Ganz so gelassen sind nicht alle Unternehmer, mit der die Haustex sprechen konnte, auch wenn eigentlich bei allen immer auch ein Stück Zuversicht herrscht. "Wir stellen uns für 2020 auf deutliche Umsatzrückgänge ein", sagt etwa Josef Kölker von Wülfung. Es werde seine Zeit dauern, bis sich der Handel wieder stabilisiert habe. "Die Frühjahr/Sommer Ware ist im Laden und hatte keine Chance abzufliessen. Keiner weiß, wie sich der Arbeitsmarkt entwickelt und wie schnell die Menschen wieder Planungssicherheit haben, umzu konsumieren."

Hoffnung schöpft Kölker aus der Erfahrung, dass in Zeiten häufig das eigene Heim verschönert werde. Möglicherweise werde sich auch in der Beschaffungsmentalität des Handels etwas ändern zugunsten der hiesigen Anbieter: "Wir sind nun mal dichter am Markt und können uns bei kurzen Vorlaufzeiten schneller und flexibler auf die Bedürfnisse des Handels einstellen, als das bei Importen aus Asien möglich ist."

Auch Michael Bauer setzt auf ein solches Umdenken: "Wenn es künftig gelingt, das Bewusstsein für mehr einheimische Produktion zu fördern und zu entwickeln, besteht vielleicht für die Textil- und Bekleidungsindustrie in Deutschland die Chance, einiges an Produktion zurückzuholen.
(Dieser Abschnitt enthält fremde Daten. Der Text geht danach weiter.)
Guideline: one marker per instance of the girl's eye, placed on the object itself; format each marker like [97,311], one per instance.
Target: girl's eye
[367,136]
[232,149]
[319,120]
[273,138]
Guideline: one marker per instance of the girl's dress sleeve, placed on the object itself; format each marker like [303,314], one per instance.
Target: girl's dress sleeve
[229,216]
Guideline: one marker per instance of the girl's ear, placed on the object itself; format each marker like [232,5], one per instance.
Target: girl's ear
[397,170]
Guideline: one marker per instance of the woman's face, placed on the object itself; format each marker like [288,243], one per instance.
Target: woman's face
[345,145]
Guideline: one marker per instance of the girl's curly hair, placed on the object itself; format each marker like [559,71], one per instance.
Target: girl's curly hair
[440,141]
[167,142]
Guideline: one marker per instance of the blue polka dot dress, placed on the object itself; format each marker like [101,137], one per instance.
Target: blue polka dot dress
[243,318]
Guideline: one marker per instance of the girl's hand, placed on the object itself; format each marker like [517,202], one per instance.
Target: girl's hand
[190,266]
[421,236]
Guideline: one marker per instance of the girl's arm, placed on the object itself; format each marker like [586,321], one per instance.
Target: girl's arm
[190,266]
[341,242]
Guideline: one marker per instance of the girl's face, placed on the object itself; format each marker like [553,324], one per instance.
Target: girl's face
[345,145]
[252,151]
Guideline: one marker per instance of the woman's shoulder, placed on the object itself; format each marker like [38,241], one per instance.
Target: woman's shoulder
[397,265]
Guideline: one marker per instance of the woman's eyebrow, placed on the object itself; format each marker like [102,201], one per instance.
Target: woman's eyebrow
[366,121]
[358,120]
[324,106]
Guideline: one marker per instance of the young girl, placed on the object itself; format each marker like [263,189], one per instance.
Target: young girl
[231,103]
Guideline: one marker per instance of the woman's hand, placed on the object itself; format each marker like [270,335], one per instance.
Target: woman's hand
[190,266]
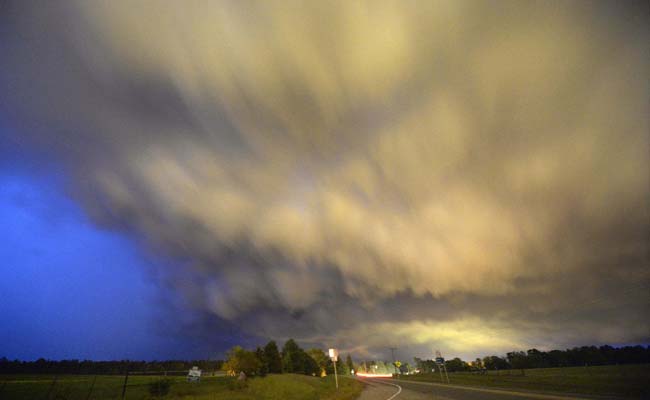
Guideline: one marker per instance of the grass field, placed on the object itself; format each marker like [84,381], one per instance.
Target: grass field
[272,387]
[624,380]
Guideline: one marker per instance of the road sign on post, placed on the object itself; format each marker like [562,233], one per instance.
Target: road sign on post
[440,360]
[334,355]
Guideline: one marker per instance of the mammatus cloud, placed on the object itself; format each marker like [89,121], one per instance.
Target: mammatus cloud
[455,174]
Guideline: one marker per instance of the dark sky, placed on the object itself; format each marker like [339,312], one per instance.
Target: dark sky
[461,176]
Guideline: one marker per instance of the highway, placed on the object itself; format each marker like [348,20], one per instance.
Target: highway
[390,389]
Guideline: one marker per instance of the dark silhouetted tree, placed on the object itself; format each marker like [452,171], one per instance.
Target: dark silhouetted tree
[273,357]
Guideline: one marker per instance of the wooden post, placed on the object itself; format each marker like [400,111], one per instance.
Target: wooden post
[126,378]
[49,392]
[92,386]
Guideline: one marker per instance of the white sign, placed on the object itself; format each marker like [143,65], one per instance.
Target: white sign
[194,374]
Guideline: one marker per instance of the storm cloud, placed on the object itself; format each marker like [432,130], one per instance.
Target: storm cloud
[468,176]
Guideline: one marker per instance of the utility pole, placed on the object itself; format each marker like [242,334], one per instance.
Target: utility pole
[392,352]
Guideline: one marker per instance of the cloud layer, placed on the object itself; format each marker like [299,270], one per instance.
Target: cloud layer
[439,175]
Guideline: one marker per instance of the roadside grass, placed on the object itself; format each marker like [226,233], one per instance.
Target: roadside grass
[272,387]
[610,380]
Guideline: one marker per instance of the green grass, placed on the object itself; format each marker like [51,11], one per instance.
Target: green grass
[272,387]
[623,380]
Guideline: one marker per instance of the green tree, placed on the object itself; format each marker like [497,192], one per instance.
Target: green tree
[264,364]
[321,359]
[240,360]
[296,360]
[273,358]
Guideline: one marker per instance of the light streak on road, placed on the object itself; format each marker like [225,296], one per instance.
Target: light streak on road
[364,375]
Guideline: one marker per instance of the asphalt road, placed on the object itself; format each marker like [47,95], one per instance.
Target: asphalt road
[389,389]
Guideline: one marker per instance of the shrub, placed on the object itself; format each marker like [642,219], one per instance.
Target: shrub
[160,387]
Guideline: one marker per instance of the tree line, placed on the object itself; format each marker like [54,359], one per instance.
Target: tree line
[533,358]
[43,366]
[291,359]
Dazu ist sicherlich die Unterstützung der Politik nötig, um nachhaltige Effekte zu erzielen." Die Zeit nach Corona werde von enormen wirtschaftlichen Schwierigkeiten geprägt sein, fürchtet Bauer. "Wir werden uns auf eine geänderte Lebensweise auf Sicht einstellen müssen."